L’eurodéputée franco-palestienne Rima Hassan a été placée en garde à vue le 2 avril, dans une affaire qui secoue les milieux politiques. Ce développement, rapporté par Le Parisien, découle d’un tweet que l’eurodéputée aurait publié, faisant référence à un auteur de l'attentat à l’aéroport de Tel-Aviv en 1972.
« Il est incroyable qu’elle soit convoquée sous ce régime, d’autant plus qu’elle a toujours respecté les convocations. C’est une procédure hallucinante », a déclaré un proche de La France insoumise. Cette mise en cause suscite un vif débat au sein de la sphère politique française, où certains voient une atteinte à la liberté d'expression.

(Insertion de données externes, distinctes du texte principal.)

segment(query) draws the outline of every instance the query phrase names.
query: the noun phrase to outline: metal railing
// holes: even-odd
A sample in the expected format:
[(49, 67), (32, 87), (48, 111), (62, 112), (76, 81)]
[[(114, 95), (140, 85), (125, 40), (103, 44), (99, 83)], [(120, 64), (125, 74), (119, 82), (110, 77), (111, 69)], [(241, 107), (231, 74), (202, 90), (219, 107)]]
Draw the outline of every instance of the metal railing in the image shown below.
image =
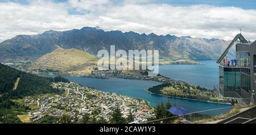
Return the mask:
[(221, 121), (220, 121), (218, 123), (218, 124), (227, 123), (228, 122), (232, 120), (234, 120), (238, 117), (242, 117), (245, 119), (250, 119), (256, 117), (256, 106), (251, 107), (250, 108), (245, 111), (240, 112), (236, 115), (234, 115), (231, 117), (224, 119), (224, 120), (222, 120)]
[(256, 117), (243, 123), (242, 124), (256, 124)]
[(248, 118), (237, 117), (233, 120), (225, 123), (225, 124), (242, 124), (250, 120), (251, 119)]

La controverse se situe au croisement de la liberté d'opinion et des limites posées par la loi. Des experts, comme le sociologue politique Jean-Pierre Simon, estiment que ce cas pourrait avoir des implications plus larges sur la manière dont les discours en ligne sont régulés. « Le risque est de créer un précédent où chaque mot prononcé pourrait être scruté avec attention », avertit-il.
Rima Hassan, membre active de La France insoumise depuis plusieurs années, a souvent été une figure polarisante, suscitant à la fois soutien et critiques. Selon des membres de son entourage, cette garde à vue pourrait également faire partie d’une chasse aux sorcières politique, visant à étouffer les voix dissidentes.
Les échanges sur les réseaux sociaux autour de cet incident sont également révélateurs des tensions sociopolitiques en cours en France. De nombreuses personnalités politiques, de droite comme de gauche, expriment leur indignation ou leur soutien, rendant ce cas d’autant plus complexe.